JUSTRU MEWAH KARENA DARI RUMAH.
Coba ingat, kapankah terakhir kali Anda mendapatkan (maupun memberikan) buah yang dipetik dari pohon pemilik. Tadi? Kemarin? Tahun lalu? Sepuluh tahun silam? Atau jangan-jangan Anda lupa. Bisa jadi itu malah tak penting — emangnya napa, gitu kan?
Baiklah. Mungkin memang tak penting. Tapi bagi saya penting. Kemarin siang, di Langsat, seorang awak bernama Febi membawa jambu air (Eugenia aquea), lengkap dengan tangkainya. Jambu dari kebun sendiri.
Jambu Febi agak memanjang. Kulitnya mulus mengilap. Dalamnya bersih tanpa ulat. Rasanya manis. Menyegarkan.
Itu jambu dari kebun sendiri. Eh, kebun? Tepatnya halaman depan rumahnya nun di Kebon Jeruk, Jakarta Barat sana.
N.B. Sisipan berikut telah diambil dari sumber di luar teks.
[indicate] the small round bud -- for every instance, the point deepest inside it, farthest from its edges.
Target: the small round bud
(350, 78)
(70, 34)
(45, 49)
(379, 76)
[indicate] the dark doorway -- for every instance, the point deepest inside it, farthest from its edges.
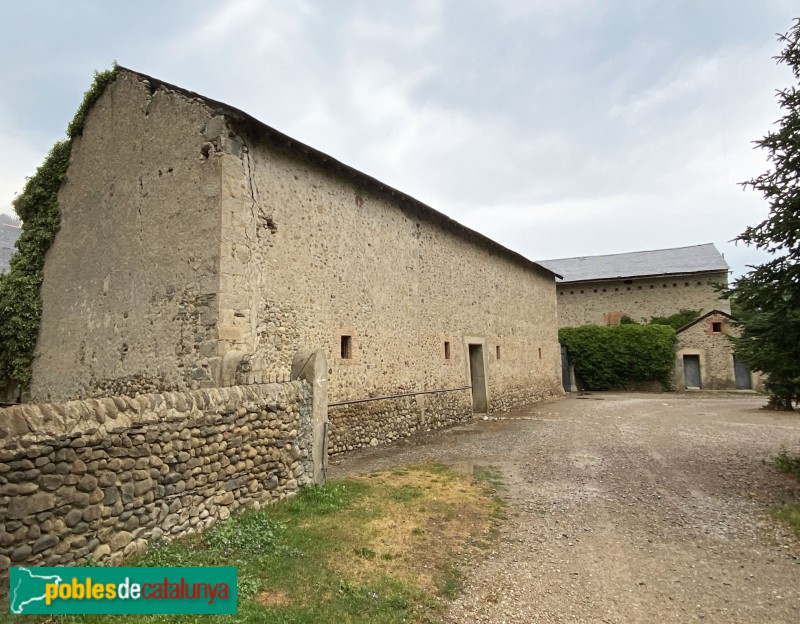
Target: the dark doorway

Menurut Febi, dulu jambunya selalu berulat. Setelah pohon diinfus antihama, dan daunnya rontok lalu tumbuh merimbun, jambunya pun berbuah tanpa ulat. Tentu selama menunggu matang si jambu dibrongsong plastik berventilasi.
Bagi saya jambu oleh-oleh dari rumah ini menarik. Kenapa? Ini Jakarta — tepatnya: Jabodetabek. Tak semua rumah punya halaman apalagi kebun untuk pohon berbuah. Kebanyakan buah didapat dari membeli.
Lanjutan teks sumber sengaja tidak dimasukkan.